In der Nacht zum Mittwoch wurde im Rahmen einer Großübung ein mehrstündiger Einsatz nach einem Busunglück im Kaisermühlentunnel der Donauuferautobahn (A 22) in Wien geprobt. „Solche Übungen sind unverzichtbar“, freut sich Günter Rattei, Leiter Asfinag Tunnelmanagement, über den erfolgreich erprobten Notfall mit 100 beteiligten Einsatzkräften. Ausgangspunkt war ein Unfall, bei dem ein vollbesetzter Bus umkippte.

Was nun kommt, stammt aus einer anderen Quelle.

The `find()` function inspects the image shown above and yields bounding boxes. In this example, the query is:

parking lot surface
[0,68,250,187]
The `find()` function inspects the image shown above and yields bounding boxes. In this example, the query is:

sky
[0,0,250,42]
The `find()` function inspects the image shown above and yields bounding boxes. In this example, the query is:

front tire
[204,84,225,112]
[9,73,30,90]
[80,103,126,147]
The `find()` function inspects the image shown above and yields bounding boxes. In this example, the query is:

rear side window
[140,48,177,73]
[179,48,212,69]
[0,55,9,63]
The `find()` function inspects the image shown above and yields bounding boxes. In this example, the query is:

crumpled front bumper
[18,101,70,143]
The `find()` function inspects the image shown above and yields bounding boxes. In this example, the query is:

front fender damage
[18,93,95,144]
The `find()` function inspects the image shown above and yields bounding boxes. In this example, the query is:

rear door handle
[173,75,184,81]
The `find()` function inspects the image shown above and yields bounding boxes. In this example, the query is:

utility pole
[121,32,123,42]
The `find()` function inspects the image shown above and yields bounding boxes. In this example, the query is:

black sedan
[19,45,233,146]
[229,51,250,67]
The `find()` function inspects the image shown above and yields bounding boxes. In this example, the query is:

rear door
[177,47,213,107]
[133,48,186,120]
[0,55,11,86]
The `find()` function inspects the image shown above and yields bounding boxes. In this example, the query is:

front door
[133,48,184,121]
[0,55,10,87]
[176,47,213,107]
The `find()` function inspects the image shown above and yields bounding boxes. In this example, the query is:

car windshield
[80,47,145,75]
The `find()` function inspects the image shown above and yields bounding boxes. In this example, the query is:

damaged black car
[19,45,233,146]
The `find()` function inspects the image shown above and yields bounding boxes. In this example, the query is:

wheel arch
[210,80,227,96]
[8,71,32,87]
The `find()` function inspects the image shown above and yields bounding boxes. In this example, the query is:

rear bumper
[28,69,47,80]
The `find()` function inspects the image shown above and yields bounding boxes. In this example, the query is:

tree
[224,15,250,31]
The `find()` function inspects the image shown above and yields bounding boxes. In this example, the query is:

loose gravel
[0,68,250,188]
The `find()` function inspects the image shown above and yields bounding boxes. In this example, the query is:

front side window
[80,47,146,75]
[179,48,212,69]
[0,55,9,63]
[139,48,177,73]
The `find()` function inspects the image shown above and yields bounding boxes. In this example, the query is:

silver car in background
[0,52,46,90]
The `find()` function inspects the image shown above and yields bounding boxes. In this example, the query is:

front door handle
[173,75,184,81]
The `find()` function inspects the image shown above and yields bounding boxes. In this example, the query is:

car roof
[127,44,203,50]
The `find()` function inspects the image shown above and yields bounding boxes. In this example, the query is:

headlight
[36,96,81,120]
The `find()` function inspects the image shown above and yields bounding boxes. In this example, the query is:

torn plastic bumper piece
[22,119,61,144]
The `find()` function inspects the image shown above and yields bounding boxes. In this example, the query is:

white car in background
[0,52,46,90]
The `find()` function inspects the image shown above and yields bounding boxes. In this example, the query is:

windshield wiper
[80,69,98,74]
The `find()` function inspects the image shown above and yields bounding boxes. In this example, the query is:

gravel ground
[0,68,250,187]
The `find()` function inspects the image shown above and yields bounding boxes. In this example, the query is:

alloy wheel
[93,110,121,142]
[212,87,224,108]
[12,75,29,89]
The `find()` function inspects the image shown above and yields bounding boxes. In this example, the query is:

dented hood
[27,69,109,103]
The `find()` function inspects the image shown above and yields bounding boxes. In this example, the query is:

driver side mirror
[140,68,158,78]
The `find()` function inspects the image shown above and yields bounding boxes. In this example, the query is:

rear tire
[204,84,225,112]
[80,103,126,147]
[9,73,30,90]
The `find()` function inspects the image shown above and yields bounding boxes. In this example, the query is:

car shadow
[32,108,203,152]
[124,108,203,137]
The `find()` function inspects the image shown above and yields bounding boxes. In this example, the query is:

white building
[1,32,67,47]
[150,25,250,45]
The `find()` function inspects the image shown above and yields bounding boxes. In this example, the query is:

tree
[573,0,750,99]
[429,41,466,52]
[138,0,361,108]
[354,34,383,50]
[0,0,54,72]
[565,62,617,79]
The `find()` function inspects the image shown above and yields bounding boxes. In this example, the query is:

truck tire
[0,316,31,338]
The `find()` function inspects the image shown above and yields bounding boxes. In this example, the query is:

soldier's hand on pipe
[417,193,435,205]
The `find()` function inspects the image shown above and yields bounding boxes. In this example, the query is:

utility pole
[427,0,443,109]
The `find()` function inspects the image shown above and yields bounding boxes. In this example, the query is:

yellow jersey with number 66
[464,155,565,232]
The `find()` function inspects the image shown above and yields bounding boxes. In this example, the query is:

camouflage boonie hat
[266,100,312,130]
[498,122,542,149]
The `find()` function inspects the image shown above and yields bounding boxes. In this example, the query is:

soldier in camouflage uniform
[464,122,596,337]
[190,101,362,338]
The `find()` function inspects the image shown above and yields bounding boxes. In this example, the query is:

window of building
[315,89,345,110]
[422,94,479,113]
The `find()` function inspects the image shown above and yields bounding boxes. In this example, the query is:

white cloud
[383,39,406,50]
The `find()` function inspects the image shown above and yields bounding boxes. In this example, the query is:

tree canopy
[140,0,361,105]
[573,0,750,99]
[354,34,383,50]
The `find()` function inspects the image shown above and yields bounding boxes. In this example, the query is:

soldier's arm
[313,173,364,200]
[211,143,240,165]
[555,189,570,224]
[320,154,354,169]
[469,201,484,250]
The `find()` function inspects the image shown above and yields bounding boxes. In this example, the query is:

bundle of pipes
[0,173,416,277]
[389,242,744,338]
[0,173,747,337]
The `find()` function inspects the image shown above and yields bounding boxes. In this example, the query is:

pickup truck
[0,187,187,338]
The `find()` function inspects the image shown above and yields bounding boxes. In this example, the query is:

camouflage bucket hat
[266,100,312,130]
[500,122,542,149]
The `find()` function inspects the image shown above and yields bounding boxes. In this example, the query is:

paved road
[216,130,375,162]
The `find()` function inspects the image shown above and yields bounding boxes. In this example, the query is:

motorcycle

„Menschen sind eingeklemmt, viele von ihnen haben schwere Verletzungen. Die nachfolgenden Autofahrer sind geschockt, sie wollen helfen und verlassen ihre Autos“, heißt es in der Schreckensszene. Neben der Sicherung von Unfallstellen durch Polizei und Asfinag kommt bei solchen Einsätzen vor allem der Feuerwehr eine entscheidende Rolle zu, da sie eingeklemmte Personen aus Fahrzeugen befreien muss.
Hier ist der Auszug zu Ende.